The AI is also laughable — not that I’ve ever encountered an enemy in a 2.5D FPS that did anything other than charge at you. Most of the enemies can only attack within melee range, which makes them extremely ineffective. If they do manage to get close to you, however, they often just coast right by, then struggle to hit you. This made a lot of levels extremely simple, the only difficulty arising from inventory management and ammunition supplies. Actually, for that matter, the only time my progress was slowed down was during a couple of floors where ammo was scarce. I had to switch characters to the hand-to-hand combat specialist because there weren’t enough bullets to go around.

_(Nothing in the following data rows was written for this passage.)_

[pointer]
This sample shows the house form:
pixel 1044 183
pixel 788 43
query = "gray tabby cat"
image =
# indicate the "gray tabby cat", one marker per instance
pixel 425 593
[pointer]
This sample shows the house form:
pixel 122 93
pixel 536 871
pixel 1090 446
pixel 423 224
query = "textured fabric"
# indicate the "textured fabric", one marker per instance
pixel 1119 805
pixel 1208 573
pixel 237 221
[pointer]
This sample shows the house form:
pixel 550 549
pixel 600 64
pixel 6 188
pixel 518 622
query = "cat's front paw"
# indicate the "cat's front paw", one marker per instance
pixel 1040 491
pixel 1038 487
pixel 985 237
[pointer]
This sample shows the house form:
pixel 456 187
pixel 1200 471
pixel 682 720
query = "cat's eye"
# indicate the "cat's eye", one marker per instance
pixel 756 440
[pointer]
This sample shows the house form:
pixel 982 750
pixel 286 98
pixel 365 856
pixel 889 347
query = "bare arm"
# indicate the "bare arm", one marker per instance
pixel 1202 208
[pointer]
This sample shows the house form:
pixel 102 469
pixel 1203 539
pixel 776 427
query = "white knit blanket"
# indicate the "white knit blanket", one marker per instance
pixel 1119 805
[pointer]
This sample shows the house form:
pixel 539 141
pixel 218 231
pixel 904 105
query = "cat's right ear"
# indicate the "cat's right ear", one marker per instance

The game’s music also sucks out loud. As far as I can tell, there’s one track for each of the game’s three episodes. They’re all a forgettable assortment of tunes played over repetitive military drum rolls. They work, but hearing them for such long periods of time over the course of the game begins to wear.
There’s forty levels, and the fact that I stayed engaged for all of them says something. If there’s one strength Zero Tolerance has, it’s that it always offers something new. Whether it’s just changing up the wallpaper or providing entirely new enemies to fight, there’s enough variety to keep things smelling fresh throughout. This works against it when the game slows to a crawl in the last chapter, when the levels devolve into dense labyrinths packed to the brim with baddies. Not exactly the bang the game should have gone out with.
Still, it scratched an itch. While the game feels like a tech demo first and a game second, there’s still a degree of personality buried beneath the technical trickery. It’s a game that isn’t without merit, but is still entirely antiquated. Unless you absolutely need to play an FPS on your Genesis, or you’re a nerd like me and get excited when you see raycasting, it’s probably a game you can safely pass on.
This review was conducted on a second model Genesis (revision VA3; it matters for Genesis!) with an authentic copy of the game. It was paid for by the author.